Otherwise, the amount of time that an S lock is kept depends on the isolation level:
Isolation Level | Lifetime of Locks |
---|---|
"uncommittedDocument" | no S locks are set. *) |
"committedCommand" | S locks are kept for the duration of the command. *) |
"stableCursor" | S locks are kept for the duration of the cursor. |
"stableDocument" | S locks are kept for the duration of the transaction. |
"serializable" | S locks are not explicitly set on the document granularity, S locks set on any coarser granularity are kept for the duration of the transaction. |
Note:
*) except for sensitive XQuery cursors. In that case S locks are
kept for the duration of the transaction. This may be subject of change,
however.
The choice of the isolation level should be made on the basis of the following considerations:
The higher the isolation level, the lower the influences from other transactions. Setting the isolation level to the highest possible value "serializable" means in fact providing a virtual database to each transaction. You can consider a virtual database as a database where each transaction is totally isolated from effects of other transactions.
The higher the isolation level, the higher the potential impact on the performance. Performance may be deteriorated for instance by too many deadlock situations occurring between concurrent transactions or quasi-sequential execution of concurrent transactions caused by a too restrictive isolation level setting.
Keep in mind that isolation levels are technically based on internal locks which will affect more documents with increasing degree of isolation.
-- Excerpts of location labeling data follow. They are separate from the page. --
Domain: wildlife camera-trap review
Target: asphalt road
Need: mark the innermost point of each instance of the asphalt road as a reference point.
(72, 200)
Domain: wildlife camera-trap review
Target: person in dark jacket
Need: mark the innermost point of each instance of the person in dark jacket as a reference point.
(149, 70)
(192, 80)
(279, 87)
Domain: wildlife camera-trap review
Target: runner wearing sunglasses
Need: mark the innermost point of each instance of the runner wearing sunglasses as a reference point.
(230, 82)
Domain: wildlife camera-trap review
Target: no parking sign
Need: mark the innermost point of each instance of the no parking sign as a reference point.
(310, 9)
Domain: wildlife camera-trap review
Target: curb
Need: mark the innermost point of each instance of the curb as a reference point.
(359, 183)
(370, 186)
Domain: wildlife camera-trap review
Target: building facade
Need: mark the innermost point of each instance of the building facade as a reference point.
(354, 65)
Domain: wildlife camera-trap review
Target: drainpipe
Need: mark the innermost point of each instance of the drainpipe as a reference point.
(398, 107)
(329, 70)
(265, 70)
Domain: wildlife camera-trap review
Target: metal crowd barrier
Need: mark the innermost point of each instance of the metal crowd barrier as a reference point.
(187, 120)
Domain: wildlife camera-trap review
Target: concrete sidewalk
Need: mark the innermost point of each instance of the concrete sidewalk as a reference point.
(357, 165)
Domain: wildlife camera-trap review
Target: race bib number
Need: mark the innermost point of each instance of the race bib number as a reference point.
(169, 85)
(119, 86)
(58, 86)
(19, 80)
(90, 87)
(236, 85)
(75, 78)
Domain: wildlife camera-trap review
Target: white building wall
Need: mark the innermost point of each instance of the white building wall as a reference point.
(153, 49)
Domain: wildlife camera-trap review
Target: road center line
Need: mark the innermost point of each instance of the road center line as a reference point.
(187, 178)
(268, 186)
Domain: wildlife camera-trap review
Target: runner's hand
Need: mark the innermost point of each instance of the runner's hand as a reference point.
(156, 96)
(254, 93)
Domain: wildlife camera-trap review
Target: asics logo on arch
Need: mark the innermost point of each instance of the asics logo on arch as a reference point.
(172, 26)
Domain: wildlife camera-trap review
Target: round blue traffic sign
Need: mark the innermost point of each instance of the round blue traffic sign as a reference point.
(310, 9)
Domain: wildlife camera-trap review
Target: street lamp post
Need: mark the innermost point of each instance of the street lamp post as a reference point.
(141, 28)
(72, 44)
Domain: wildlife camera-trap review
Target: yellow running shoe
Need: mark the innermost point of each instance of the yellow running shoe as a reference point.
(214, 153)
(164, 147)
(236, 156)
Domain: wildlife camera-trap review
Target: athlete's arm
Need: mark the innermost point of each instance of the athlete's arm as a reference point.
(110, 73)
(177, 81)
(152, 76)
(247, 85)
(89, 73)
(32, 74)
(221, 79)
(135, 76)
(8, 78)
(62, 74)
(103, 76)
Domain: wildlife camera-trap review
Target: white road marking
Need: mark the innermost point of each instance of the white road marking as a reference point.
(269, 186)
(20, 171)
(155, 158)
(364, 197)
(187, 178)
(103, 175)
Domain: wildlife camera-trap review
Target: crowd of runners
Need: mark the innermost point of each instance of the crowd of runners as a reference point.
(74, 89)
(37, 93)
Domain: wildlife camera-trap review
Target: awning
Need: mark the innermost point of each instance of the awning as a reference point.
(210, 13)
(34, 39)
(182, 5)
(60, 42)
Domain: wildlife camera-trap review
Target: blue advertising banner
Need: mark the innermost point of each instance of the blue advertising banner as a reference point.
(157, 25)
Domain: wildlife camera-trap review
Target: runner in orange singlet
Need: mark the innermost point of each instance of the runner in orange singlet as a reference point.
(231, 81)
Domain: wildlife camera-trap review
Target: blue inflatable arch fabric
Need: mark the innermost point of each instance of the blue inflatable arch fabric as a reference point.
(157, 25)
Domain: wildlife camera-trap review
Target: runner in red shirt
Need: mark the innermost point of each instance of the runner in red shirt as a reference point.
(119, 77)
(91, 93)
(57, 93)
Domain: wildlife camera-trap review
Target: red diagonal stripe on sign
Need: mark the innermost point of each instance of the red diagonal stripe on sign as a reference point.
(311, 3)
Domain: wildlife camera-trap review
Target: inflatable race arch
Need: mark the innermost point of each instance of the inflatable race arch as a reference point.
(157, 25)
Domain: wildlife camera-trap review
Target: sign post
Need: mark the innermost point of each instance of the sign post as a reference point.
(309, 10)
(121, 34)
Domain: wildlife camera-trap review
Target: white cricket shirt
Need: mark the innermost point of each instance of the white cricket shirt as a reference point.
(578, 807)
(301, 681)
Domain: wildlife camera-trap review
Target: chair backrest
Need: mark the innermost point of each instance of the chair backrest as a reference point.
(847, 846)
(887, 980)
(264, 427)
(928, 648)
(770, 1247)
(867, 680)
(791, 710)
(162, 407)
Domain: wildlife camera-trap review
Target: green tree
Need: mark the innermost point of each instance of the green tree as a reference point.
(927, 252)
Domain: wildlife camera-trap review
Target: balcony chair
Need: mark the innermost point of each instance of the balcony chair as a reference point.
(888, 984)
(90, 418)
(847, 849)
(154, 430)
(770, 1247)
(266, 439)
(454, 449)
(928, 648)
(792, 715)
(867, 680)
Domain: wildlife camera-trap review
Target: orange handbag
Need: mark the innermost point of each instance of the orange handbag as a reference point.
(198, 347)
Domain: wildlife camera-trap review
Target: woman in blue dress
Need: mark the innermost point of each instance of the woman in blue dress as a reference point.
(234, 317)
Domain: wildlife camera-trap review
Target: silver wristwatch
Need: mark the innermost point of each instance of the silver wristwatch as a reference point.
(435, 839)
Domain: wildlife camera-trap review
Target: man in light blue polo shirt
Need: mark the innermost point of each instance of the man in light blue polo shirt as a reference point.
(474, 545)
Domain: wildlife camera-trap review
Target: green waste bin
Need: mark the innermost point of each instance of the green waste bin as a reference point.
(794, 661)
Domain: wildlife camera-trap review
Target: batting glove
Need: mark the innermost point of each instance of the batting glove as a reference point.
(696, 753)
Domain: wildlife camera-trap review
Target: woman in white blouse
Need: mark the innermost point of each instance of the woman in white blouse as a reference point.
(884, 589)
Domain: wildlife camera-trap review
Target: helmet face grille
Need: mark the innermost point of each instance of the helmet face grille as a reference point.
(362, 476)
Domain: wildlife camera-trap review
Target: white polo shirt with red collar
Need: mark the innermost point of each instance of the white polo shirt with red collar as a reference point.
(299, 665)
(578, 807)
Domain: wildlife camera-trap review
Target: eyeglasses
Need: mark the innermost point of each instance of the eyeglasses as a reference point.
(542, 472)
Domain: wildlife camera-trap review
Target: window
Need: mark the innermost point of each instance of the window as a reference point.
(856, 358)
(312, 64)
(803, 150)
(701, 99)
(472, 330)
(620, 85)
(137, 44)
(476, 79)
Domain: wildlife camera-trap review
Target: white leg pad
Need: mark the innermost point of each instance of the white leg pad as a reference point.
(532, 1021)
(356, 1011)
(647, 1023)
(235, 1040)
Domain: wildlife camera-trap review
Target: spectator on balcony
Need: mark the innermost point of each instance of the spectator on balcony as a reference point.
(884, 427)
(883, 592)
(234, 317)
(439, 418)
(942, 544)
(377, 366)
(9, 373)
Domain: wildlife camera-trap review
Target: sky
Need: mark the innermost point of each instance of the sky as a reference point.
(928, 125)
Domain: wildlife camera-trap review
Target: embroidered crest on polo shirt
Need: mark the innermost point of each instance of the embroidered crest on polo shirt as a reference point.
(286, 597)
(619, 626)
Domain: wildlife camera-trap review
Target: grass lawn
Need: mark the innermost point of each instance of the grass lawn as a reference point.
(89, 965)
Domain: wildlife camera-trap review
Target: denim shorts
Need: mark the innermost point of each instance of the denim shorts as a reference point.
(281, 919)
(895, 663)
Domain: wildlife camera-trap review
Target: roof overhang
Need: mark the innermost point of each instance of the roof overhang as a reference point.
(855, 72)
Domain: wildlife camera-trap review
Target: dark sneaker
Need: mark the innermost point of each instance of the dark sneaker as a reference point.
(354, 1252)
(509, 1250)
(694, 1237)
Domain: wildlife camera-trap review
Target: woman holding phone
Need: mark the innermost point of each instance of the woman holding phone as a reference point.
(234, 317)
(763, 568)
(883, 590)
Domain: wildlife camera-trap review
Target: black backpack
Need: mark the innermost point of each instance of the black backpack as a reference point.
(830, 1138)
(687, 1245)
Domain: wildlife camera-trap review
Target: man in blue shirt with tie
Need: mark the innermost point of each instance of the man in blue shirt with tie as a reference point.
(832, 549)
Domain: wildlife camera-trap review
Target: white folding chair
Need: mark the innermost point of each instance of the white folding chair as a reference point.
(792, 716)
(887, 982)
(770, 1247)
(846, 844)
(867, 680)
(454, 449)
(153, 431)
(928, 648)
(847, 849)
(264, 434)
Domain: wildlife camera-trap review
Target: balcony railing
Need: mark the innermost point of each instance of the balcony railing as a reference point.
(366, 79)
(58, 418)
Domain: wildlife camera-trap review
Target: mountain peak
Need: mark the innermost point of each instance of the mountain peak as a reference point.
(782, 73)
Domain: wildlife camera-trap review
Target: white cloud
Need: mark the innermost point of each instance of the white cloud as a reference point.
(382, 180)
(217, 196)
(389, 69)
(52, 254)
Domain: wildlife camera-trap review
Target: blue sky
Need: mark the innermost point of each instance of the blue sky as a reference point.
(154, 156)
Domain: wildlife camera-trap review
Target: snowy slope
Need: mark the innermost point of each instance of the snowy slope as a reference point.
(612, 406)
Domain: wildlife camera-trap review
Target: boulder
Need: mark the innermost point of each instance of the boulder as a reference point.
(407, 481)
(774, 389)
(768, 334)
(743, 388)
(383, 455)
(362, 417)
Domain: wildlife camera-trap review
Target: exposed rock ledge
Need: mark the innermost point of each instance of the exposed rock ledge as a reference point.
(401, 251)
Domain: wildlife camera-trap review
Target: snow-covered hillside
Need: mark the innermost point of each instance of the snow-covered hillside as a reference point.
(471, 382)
For instance, increasing the isolation level can mean that not only one single document but its whole doctype is locked. Similarly, the time for which an object is locked may increase significantly by choosing a higher level of isolation.
It is important to understand that Tamino applies locks for query commands based on the index processing during the evaluation of the query. This means that depending on which indices are available and which of those are used to evaluate a query documents are locked. In other words it may well be the case that more documents are locked than those that are returned as the result of the query. Having appropriate indices defined is therefore not only important for the speed of queries but also minimizes the number of database objects that are affected by locks.
These considerations generally apply for all databases, they are not specific to Tamino.
The choice of the adequate isolation level means to find a reasonable compromise in such a way that you gain as much isolation, synchronization and performance as you need.